Non sono passati neanche due mesi dalla firma del Documento sulla fratellanza umana del 4 febbraio ad Abu Dhabi e il Papa con il viaggio in Marocco manifesta la sua volontà di dare un seguito concreto a quelle premesse e promesse.

Appena giunto nel paese nordafricano, parlando nella spianata della Torre di Hassan, Francesco ha affermato la necessità di avere «il coraggio dell’incontro e della mano tesa», solo questo coraggio può realizzare la costruzione di ponti che «chiede di essere vissuta sotto il segno della convivialità, dell’amicizia e della fraternità». Il 2019 è per il Papa l’anno della fraternità, come ha dato a intendere nel messaggio urbi et orbi dello scorso Natale, e dell’incontro, un tema questo in realtà sempre caro al Pontefice. «Essere cristiani non è aderire a una dottrina, né a un tempio, né a un gruppo etnico. Essere cristiano è un incontro» ha affermato domenica nella cattedrale di Rabat parlando ai sacerdoti, ai religiosi, ai consacrati e al Consiglio Ecumenico delle Chiese, forse il discorso più denso tra quelli pronunciati in questi due giorni. Un passaggio che rivela il cuore del pensiero di Francesco e in controluce rinvia all’episodio dell’incontro tra Gesù e la donna samaritana nel quarto vangelo e all’introduzione della Deus caritas est di Benedetto XVI: «All’inizio dell’essere cristiano non c’è una decisione etica o una grande idea, bensì l’incontro con un avvenimento, con una Persona, che dà alla vita un nuovo orizzonte e con ciò la direzione decisiva».

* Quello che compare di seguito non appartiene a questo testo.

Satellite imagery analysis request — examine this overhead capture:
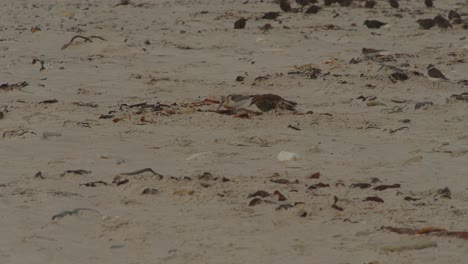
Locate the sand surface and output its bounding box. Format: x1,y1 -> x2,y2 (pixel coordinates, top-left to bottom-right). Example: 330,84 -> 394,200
1,0 -> 468,263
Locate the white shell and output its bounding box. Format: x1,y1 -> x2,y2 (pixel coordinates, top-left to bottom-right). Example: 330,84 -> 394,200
277,151 -> 302,162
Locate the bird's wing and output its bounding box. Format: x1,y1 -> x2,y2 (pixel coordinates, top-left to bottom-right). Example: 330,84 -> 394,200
428,68 -> 448,80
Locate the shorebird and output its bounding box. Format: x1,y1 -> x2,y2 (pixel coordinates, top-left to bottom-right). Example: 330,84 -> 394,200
417,19 -> 435,29
250,94 -> 297,112
217,94 -> 253,110
427,64 -> 448,88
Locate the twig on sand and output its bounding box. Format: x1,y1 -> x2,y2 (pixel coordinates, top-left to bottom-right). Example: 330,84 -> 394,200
61,35 -> 106,50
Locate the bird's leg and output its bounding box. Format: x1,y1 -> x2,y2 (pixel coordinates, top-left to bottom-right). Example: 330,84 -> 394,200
216,101 -> 224,111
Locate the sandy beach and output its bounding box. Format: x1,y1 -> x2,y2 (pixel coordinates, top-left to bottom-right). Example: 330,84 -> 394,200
1,0 -> 468,263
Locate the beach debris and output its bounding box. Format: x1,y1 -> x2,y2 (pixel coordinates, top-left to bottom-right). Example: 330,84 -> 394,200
34,171 -> 45,179
389,126 -> 408,134
248,190 -> 271,198
277,151 -> 302,161
60,169 -> 92,177
262,12 -> 279,20
61,35 -> 106,50
381,241 -> 437,252
73,102 -> 98,108
0,81 -> 29,91
39,99 -> 58,104
350,183 -> 371,189
234,18 -> 247,29
273,190 -> 287,201
112,0 -> 130,7
364,20 -> 387,29
197,172 -> 215,181
364,196 -> 384,203
51,208 -> 100,220
404,196 -> 420,201
116,168 -> 163,180
414,101 -> 433,110
373,184 -> 400,191
270,178 -> 297,184
297,209 -> 308,217
382,226 -> 468,240
287,124 -> 301,131
332,196 -> 344,211
435,187 -> 451,199
307,172 -> 320,179
389,71 -> 409,82
417,19 -> 435,29
113,178 -> 129,186
141,188 -> 159,195
2,129 -> 36,139
449,92 -> 468,102
308,182 -> 330,190
80,181 -> 110,187
248,197 -> 263,206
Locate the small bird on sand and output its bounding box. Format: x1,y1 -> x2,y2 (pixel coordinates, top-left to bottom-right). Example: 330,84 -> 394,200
427,64 -> 448,88
234,18 -> 247,29
389,0 -> 399,8
250,94 -> 297,112
218,94 -> 253,110
434,15 -> 452,29
417,18 -> 435,29
364,20 -> 387,29
425,0 -> 433,8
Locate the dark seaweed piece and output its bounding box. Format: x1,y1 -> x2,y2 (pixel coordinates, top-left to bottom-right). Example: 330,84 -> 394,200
274,190 -> 287,201
60,169 -> 91,176
350,183 -> 371,189
308,182 -> 330,190
364,196 -> 384,203
373,184 -> 400,191
248,190 -> 271,198
51,208 -> 100,220
80,181 -> 110,187
141,188 -> 159,195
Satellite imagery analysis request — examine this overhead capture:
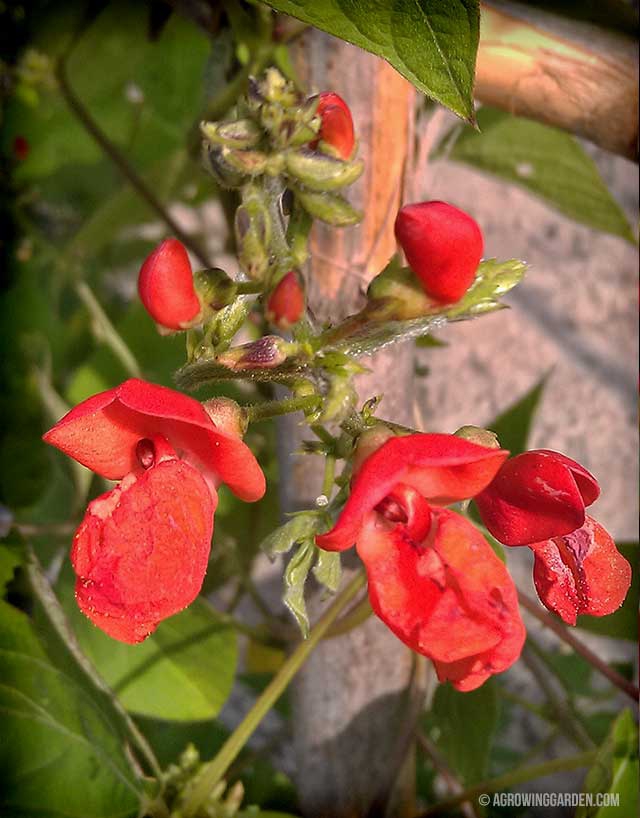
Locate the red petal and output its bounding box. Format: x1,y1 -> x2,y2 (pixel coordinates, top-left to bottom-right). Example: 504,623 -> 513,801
43,379 -> 265,502
316,434 -> 508,552
317,92 -> 355,159
475,450 -> 589,546
357,509 -> 524,691
534,450 -> 600,506
265,271 -> 305,329
138,238 -> 201,330
72,459 -> 216,643
531,516 -> 632,625
394,201 -> 483,303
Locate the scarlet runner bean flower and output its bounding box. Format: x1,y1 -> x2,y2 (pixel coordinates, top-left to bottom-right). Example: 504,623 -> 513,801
394,201 -> 483,303
265,271 -> 305,329
475,449 -> 631,624
315,91 -> 355,160
138,238 -> 201,331
316,430 -> 526,691
43,379 -> 265,643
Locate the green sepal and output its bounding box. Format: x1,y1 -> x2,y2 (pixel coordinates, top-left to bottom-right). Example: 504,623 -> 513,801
292,185 -> 362,226
200,118 -> 263,149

Si diventa cristiani quindi non per proselitismo ma perché si riconosce di essere «stati amati e incontrati»; essere cristiani è «sapersi perdonati e invitati ad agire nello stesso modo in cui Dio ha agito con noi». Ecco perché la cultura dell’incontro, che si concretizza nel dialogo come metodo, non è una moda, né una strategia ma una strada che la Chiesa deve seguire «per fedeltà al suo Signore e Maestro che, fin dall’inizio, mosso dall’amore, ha voluto entrare in dialogo come amico e invitarci a partecipare della sua amicizia». Restando fedele alla missione ricevuta entrando in dialogo, anzi in “colloquio” con il mondo in cui si trova a vivere, secondo l’espressione dell’Ecclesiam suam di Paolo VI, la Chiesa «partecipa all’avvento della fraternità che ha la sorgente profonda non in noi, ma nella Paternità di Dio».

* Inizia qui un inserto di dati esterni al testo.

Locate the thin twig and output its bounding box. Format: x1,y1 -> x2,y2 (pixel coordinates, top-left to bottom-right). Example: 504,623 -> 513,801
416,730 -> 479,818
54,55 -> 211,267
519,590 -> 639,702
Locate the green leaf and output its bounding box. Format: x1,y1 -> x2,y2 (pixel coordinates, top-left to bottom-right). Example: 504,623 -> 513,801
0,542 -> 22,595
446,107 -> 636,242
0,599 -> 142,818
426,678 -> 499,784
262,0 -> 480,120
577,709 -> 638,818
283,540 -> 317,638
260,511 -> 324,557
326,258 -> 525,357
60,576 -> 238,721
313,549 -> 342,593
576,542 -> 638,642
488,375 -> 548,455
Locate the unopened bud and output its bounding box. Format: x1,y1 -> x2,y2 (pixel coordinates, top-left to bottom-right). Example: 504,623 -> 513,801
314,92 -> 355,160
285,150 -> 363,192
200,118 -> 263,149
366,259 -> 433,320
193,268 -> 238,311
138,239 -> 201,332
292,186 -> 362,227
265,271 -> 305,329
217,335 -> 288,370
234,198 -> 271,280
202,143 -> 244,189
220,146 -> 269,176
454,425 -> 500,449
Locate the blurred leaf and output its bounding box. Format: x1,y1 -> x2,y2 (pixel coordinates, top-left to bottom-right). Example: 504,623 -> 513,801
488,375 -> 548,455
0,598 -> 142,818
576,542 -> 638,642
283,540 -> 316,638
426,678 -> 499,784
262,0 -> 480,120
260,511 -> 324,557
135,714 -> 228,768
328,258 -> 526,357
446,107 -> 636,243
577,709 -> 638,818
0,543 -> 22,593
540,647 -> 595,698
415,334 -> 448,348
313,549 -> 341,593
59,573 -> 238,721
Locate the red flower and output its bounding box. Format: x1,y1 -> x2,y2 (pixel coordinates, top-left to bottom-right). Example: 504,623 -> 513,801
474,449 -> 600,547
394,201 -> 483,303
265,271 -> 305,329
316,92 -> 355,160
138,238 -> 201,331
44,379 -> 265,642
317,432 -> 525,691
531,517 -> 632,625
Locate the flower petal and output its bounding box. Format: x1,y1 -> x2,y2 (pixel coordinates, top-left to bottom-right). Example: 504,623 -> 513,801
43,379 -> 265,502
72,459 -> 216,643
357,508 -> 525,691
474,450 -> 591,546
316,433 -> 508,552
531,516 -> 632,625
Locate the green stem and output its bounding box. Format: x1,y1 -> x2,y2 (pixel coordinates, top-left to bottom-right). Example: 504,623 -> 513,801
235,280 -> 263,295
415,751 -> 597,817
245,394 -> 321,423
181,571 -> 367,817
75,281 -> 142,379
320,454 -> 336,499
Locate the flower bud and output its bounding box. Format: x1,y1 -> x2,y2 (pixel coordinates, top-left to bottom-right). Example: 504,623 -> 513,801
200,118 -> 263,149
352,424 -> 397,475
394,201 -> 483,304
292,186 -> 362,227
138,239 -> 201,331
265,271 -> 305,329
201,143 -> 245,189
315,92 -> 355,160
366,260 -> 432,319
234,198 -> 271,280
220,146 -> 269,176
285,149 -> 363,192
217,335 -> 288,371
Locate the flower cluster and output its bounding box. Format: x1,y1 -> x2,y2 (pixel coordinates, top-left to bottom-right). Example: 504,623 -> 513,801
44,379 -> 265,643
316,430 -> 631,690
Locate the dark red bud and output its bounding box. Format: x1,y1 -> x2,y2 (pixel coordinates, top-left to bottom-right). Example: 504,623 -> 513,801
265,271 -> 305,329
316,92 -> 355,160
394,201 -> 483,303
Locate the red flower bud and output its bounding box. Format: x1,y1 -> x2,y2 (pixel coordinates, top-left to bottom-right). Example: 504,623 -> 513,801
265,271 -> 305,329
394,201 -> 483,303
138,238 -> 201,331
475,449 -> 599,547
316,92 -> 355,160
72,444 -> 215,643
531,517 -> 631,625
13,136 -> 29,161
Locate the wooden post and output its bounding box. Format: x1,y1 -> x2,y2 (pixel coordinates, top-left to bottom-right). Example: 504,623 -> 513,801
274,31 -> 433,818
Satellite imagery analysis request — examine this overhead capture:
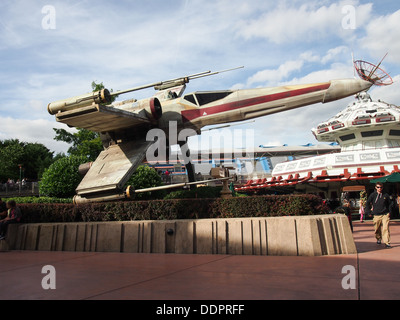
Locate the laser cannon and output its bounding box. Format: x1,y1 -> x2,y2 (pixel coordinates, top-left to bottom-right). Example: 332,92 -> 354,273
48,89 -> 112,115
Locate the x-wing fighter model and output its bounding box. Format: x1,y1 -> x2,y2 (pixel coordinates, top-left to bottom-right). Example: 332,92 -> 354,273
47,67 -> 372,203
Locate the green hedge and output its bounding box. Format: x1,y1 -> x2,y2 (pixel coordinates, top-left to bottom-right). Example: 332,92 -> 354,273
3,196 -> 72,204
18,194 -> 329,223
163,186 -> 222,199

Se non si risale a quella sorgente profonda la fraternità finisce per essere una parola vuota, un concetto ribadito dal Papa nell’omelia di domenica: «Perciò Gesù ci invita a guardare e contemplare il cuore del Padre. Solo da qui potremo riscoprirci ogni giorno come fratelli. Solo a partire da questo orizzonte ampio, capace di aiutarci a superare le nostre miopi logiche di divisione [...] Perché invece di misurarci o classificarci in base ad una condizione morale, sociale, etnica o religiosa, possiamo riconoscere che esiste un’altra condizione che nessuno potrà cancellare né annientare dal momento che è puro dono: la condizione di figli amati, attesi e festeggiati dal Padre».

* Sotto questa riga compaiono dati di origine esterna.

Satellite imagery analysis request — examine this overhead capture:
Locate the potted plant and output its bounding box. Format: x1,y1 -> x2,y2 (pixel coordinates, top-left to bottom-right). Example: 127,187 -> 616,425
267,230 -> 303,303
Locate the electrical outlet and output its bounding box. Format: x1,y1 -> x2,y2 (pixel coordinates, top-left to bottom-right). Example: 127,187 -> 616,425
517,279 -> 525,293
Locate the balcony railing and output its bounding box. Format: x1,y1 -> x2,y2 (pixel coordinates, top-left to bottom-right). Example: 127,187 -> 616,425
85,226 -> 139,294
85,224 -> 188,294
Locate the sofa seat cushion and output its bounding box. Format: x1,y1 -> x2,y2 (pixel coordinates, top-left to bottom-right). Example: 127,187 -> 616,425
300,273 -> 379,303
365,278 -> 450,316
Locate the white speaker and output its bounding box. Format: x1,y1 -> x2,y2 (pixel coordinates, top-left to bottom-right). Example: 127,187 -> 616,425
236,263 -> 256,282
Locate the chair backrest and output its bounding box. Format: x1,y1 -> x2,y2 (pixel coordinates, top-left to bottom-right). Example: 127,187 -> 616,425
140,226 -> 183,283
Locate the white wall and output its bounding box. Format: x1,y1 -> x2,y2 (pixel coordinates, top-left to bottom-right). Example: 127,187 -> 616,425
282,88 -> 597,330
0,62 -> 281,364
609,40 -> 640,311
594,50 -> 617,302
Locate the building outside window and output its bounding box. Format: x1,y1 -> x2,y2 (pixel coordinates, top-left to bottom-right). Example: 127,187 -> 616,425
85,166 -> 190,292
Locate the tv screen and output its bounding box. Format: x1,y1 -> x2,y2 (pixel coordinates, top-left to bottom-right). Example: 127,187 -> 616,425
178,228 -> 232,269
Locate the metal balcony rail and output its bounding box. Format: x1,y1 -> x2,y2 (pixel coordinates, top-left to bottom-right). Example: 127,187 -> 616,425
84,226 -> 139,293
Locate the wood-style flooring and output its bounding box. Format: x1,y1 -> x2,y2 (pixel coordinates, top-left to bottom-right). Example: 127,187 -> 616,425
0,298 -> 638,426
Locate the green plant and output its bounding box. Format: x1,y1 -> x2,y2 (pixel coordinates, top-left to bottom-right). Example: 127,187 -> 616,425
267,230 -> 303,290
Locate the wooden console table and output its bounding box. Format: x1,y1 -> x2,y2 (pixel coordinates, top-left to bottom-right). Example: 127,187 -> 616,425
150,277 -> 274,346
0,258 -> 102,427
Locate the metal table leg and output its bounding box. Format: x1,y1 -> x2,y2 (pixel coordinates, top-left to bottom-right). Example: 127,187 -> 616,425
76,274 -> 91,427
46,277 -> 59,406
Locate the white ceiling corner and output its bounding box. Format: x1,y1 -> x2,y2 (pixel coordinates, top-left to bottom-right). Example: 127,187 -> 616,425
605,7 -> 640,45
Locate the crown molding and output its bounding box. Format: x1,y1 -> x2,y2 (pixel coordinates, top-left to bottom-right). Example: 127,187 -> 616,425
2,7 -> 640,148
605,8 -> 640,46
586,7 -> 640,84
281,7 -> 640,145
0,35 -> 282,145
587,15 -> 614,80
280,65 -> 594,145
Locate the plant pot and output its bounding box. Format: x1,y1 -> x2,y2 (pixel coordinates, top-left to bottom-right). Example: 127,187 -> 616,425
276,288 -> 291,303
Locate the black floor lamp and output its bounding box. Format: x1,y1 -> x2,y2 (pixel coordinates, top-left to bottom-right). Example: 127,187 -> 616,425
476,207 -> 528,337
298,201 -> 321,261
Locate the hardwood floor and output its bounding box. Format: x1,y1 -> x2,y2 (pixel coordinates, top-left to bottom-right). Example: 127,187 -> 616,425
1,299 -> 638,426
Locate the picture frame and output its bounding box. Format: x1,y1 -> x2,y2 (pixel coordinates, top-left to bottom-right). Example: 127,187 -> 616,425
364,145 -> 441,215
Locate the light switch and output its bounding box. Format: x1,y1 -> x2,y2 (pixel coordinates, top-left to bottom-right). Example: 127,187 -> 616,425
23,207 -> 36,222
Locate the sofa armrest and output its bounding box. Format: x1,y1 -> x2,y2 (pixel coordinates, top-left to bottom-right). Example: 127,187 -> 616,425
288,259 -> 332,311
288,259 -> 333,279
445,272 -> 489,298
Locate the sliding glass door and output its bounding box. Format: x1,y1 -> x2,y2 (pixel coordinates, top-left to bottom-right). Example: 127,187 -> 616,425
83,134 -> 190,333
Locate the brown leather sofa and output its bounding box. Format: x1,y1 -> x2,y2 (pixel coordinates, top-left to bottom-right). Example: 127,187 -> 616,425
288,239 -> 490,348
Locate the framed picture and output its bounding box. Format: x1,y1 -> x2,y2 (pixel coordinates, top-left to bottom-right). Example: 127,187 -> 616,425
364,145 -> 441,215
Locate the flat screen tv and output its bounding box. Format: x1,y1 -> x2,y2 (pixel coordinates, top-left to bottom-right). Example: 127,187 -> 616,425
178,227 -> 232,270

C’è un’altra condizione che non è quella dell’orizzonte angusto della materialità, come ha precisato il Papa nel secondo incontro, dedicato ai migranti, di sabato al Centro Caritas Diocesana: «Il progresso dei nostri popoli non si può misurare solo dallo sviluppo tecnologico o economico. Esso dipende soprattutto dalla capacità di lasciarsi smuovere e commuovere da chi bussa alla porta e col suo sguardo scredita ed esautora tutti i falsi idoli che ipotecano e schiavizzano la vita; idoli che promettono una felicità illusoria ed effimera, costruita al margine della realtà e della sofferenza degli altri». Il Papa continua il suo viaggio come “servitore della speranza”, indicando all’uomo la possibilità di una felicità non illusoria, da ricercare alla fonte originaria, che risiede nello sguardo misericordioso di Dio Padre.